During the awards night, all 27 finalists were asked to stand up so that they may be recognized and applauded for their efforts. It felt great to be acknowledged, to receive that pat on the back for a job well done. It meant so much and it gave us the affirmation that we needed, that go signal that we are on the right track.

With Mr. Salvador Laguda, Co-chair of the Screening Committee and Mr. Edgardo Amistad of UCPD-CIIF Foundation, Inc. (Image source: CSR YA Facebook page)
With Mr. Salvador Laguda, Co-chair of the Screening Committee and Mr. Edgardo Amistad of UCPD-CIIF Foundation, Inc. (Image source: CSR YA Facebook page)

I did not win but that’s okay. For me, it’s enough that we made it to the top 27. It’s enough that the spirit of volunteerism and the efforts of the young men and women were given recognition.
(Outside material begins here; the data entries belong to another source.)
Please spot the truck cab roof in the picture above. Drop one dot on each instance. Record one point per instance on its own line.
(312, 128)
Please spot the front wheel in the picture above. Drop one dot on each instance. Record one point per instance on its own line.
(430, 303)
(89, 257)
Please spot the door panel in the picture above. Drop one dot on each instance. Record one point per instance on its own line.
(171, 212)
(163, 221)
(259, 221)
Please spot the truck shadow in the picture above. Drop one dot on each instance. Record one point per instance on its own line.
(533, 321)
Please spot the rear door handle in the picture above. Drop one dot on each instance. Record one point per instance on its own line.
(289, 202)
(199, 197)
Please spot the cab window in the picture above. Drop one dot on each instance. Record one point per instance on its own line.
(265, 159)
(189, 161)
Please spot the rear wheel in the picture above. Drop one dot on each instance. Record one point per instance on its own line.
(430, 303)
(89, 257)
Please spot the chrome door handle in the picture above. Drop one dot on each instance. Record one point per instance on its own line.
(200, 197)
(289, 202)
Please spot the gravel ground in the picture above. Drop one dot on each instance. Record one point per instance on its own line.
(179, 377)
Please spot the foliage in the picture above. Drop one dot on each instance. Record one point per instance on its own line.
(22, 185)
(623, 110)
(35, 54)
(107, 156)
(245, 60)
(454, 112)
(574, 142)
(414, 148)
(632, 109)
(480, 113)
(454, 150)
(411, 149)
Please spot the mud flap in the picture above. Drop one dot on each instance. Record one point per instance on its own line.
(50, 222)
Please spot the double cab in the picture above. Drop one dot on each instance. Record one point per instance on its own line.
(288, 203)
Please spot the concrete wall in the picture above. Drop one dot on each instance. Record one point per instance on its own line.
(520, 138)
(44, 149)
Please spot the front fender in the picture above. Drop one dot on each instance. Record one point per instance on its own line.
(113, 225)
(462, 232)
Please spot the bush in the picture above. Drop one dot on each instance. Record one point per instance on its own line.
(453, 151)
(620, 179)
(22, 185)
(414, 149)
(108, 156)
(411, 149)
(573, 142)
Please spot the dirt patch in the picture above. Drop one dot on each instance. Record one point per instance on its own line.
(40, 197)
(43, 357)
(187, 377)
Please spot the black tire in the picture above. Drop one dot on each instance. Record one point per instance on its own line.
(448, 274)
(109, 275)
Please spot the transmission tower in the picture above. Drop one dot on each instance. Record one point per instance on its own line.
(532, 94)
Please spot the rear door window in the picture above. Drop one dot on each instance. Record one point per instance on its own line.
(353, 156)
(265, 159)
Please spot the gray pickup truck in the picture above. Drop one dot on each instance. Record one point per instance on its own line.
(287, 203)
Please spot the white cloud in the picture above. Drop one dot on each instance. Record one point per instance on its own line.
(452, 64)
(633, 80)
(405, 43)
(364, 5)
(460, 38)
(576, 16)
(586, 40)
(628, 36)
To Noreen Bautista, thank you so much. It really means so much to us. To Ica Fernandez and Daniel Abunales, thank you for journeying with us. To my mom, thank you for supporting me since day one. Benita and Catalino Yap Foundation, thank you so much for the recognition. Like I said, I am humbled and grateful. To all of the mentors, volunteers, young men and women who have been with the Kids for Peace Foundation, thank you. This is for you.